The two missiles landed several miles away from the commercial vessel Central Park in the Gulf of Aden and the USS Mason that was responding to its distress call, US central command said in a statement on Monday.

Central Park, a Liberia-flagged oil and chemical products carrier, had earlier been boarded by unknown assailants, according to Centcom. The USS Mason pursued the small boat on which the five attackers fled and secured their surrender.

The Houthi rebels who control swaths of Yemen had threatened to attack the Central Park if it did not alter course to the Yemeni port of Hodeidah, according to security consultancy Ambrey. The Central Park is owned and managed by a UK-based, Israeli-affiliated company, Ambrey added.

The incident comes amid growing tensions in shipping lanes around the Horn of Africa since Israel launched its war in Gaza last month. The Iran-backed Houthis have warned that they would target Israeli-linked vessels from their heartlands in northern Yemen.

The Houthi threat has combined with shelling from Iran-backed Hizbollah in Lebanon to form an Iranian proxy pincer movement against Israel, raising fears that the contained war in Gaza could spill over into regional conflagration.

Houthi forces last week used helicopters to board and hijack an Israeli-linked vehicle carrier in the Red Sea and divert it to a nearby port under their control. The operation displayed “a significant increase in the Houthis’ capability to disrupt merchant shipping” and was likely carried out with Iranian involvement, Ambrey said.

In the wake of Israel’s military bombardment of Gaza, the Houthis have also made several attempts to launch long-range ballistic missiles at the southern Israeli city of Eilat, where air defences and US naval vessels have shot down incoming fire.

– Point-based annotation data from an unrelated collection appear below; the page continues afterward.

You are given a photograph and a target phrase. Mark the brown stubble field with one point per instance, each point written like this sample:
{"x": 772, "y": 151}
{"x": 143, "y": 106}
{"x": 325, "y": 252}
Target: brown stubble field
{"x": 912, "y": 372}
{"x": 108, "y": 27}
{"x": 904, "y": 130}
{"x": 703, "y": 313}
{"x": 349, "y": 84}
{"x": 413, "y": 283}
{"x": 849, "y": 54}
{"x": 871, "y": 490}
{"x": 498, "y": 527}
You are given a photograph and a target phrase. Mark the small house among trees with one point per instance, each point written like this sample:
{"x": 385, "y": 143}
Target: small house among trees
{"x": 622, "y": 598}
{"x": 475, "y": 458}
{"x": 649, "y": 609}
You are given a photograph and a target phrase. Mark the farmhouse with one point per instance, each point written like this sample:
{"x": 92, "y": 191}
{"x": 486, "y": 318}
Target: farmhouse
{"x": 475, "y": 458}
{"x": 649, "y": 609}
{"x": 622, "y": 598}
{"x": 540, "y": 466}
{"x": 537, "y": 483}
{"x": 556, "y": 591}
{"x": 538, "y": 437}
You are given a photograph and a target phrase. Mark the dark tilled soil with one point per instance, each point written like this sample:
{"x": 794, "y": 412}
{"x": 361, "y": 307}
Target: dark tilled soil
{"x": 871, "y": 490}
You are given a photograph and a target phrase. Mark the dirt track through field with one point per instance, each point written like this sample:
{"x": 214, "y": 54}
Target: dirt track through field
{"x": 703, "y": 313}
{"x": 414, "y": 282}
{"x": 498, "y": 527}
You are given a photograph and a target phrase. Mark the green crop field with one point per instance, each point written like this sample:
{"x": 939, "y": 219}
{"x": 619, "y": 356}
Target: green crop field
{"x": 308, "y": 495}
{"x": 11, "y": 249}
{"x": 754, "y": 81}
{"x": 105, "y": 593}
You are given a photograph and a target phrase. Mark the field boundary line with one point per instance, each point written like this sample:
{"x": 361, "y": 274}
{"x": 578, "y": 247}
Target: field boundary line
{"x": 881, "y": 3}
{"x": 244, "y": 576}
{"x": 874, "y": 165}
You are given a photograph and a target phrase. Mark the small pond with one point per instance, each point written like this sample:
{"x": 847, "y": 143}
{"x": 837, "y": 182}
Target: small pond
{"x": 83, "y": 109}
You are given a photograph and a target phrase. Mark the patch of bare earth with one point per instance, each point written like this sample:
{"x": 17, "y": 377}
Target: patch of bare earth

Saudi Arabia led an Arab coalition to intervene in the Yemeni civil war in 2015 after the Houthis ousted the internationally recognised, Riyadh-allied government from power in the capital Sana’a. A feature of the war was attacks on merchant shipping in the Gulf and Houthi missile strikes against Saudi oil installations and United Arab Emirates commercial infrastructure.

The war also triggered one of the world’s worst man-made humanitarian disasters, killing hundreds of thousands through fighting, malnutrition and disease. About two-thirds of Yemen’s population still require humanitarian assistance, according to the UN.  

A fragile truce between Saudi Arabia and the Houthis has held since April last year, with Houthi delegations being hosted in Riyadh for talks seeking to make the ceasefire permanent. A deal between Saudi Arabia and Iran, brokered by China, to restore diplomatic relations had also helped to ease Gulf tensions before the Israel-Gaza war broke out.

“Maritime domain security is essential to regional stability,” General Michael Kurilla, Centcom commander, said of the attacks on Monday. “We will continue to work with allies and partners to ensure the safety and security of international shipping lanes.”